This is a single-family home which consists of 3 bedrooms, 2.5 bathrooms, dining area, living room (Daycare), kitchen, front yard, back yard, enclosed side yard, and garage. The children will use the living room (Daycare), the ½ bathroom, enclosed side yard, and dining area. The pillow area in the living room (Daycare) will be used as isolation space for ill children. Areas off limits to children include the front yard, back yard, 3 bedrooms, 2 bathrooms kitchen and garage.

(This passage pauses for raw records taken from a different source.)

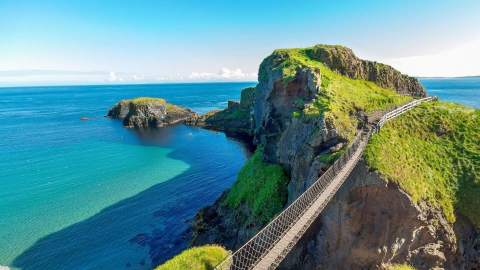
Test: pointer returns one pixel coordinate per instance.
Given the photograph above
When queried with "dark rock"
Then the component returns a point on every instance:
(235, 120)
(149, 112)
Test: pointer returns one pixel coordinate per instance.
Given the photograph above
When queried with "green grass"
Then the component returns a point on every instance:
(260, 185)
(341, 97)
(399, 267)
(145, 100)
(198, 258)
(433, 153)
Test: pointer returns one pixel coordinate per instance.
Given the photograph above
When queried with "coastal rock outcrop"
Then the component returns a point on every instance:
(303, 144)
(149, 112)
(235, 120)
(307, 106)
(343, 60)
(370, 223)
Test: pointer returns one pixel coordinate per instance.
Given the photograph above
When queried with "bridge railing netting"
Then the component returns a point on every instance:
(247, 256)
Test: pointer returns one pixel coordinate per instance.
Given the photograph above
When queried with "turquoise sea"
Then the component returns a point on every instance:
(93, 195)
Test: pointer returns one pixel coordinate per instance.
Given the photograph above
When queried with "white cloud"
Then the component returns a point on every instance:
(224, 74)
(460, 61)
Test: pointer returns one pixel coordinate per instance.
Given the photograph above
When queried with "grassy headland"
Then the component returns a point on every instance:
(433, 153)
(200, 258)
(262, 186)
(341, 97)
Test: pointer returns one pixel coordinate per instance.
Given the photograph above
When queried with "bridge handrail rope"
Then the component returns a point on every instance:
(250, 255)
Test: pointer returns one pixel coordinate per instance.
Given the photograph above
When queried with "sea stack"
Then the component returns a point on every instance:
(147, 112)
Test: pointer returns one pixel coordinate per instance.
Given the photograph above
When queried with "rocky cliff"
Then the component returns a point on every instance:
(235, 120)
(308, 105)
(149, 112)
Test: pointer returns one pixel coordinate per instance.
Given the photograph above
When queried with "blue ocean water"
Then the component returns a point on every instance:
(460, 90)
(93, 195)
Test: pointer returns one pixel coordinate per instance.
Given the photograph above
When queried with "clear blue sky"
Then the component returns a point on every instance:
(147, 40)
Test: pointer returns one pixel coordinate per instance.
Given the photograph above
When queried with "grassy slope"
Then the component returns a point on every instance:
(199, 258)
(262, 186)
(341, 97)
(433, 153)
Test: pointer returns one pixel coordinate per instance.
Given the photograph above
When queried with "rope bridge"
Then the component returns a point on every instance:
(270, 246)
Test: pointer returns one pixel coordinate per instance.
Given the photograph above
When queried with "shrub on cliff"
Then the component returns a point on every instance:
(199, 258)
(261, 186)
(433, 153)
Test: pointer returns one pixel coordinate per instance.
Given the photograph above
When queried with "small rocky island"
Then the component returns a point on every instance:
(411, 202)
(147, 112)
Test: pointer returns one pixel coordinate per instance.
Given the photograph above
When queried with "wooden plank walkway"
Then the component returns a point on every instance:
(270, 246)
(274, 256)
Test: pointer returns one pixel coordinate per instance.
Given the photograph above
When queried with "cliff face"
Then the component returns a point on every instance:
(308, 105)
(371, 223)
(149, 112)
(344, 61)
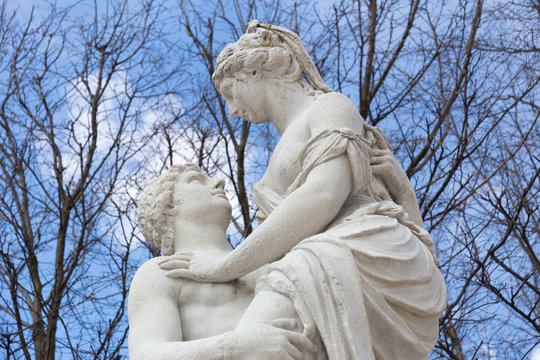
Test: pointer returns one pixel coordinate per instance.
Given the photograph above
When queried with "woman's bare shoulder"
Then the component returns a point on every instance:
(333, 110)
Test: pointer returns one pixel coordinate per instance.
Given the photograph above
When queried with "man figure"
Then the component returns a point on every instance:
(170, 318)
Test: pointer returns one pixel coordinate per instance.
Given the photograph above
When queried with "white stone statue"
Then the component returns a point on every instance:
(351, 265)
(171, 318)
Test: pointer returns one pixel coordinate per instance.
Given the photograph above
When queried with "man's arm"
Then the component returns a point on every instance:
(155, 330)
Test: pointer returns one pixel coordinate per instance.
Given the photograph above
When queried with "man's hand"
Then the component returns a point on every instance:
(268, 341)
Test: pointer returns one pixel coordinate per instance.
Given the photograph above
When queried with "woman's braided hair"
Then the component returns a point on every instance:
(268, 49)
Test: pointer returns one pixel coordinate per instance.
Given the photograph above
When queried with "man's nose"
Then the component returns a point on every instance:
(219, 184)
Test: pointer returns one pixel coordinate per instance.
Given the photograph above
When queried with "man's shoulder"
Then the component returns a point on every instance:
(151, 279)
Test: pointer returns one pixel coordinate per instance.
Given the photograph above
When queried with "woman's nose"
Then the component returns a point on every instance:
(233, 110)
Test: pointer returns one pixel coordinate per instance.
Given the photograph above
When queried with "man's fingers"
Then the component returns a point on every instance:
(175, 264)
(300, 341)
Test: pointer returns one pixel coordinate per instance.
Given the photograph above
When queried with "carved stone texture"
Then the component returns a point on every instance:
(352, 273)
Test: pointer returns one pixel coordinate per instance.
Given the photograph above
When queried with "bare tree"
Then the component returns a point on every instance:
(454, 85)
(95, 104)
(78, 88)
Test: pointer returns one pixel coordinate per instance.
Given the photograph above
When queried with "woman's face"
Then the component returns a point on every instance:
(246, 99)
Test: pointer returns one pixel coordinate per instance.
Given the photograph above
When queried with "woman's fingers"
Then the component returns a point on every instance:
(177, 256)
(175, 264)
(183, 273)
(283, 323)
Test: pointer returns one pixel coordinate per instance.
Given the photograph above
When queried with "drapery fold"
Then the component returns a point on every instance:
(368, 285)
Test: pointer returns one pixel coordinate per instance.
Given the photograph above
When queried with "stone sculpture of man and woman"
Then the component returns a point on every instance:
(340, 266)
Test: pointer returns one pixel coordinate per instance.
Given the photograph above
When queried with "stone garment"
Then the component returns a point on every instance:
(368, 285)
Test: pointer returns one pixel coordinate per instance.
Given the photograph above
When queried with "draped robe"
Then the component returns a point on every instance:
(368, 286)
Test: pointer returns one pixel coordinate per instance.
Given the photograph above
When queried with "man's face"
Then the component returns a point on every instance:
(200, 198)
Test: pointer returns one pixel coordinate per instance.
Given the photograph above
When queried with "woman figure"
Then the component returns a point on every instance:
(359, 276)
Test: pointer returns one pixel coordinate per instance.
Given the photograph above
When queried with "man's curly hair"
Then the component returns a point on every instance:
(156, 205)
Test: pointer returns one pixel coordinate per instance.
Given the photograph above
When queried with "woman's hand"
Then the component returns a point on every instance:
(385, 166)
(267, 341)
(199, 266)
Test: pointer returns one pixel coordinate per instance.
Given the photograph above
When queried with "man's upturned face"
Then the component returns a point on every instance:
(200, 198)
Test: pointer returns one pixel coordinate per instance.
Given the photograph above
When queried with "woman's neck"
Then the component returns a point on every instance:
(285, 103)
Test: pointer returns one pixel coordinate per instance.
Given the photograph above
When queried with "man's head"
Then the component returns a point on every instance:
(182, 191)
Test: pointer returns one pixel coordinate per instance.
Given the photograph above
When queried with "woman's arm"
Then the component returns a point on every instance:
(155, 329)
(303, 213)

The home was inspected for safety, comfort, cleanliness, telephone service, heating and ventilation, inaccessibility to poisons, detergents, cleaning compounds, medicines, and hazardous items that can pose a danger to children. Knives and other sharp utensils are in a high shelf in the kitchen cabinet. Cleaning products will be kept in a cabinet under the kitchen sink and applicant will be adding a child proof latch. Electrical Outlets have child proof covers. Poisons and chemicals are kept in the garage which will be locked during operating hours.

During the visit applicant provided an updated application adding an additional phone number. LPA will be updating in the system. LPA provided applicant with prelicensing packet, safe sleep document, sample 15-minute sleep log, sample emergency drill, Safe Sleep Infant Plan and Unusual Incident Report (UIR).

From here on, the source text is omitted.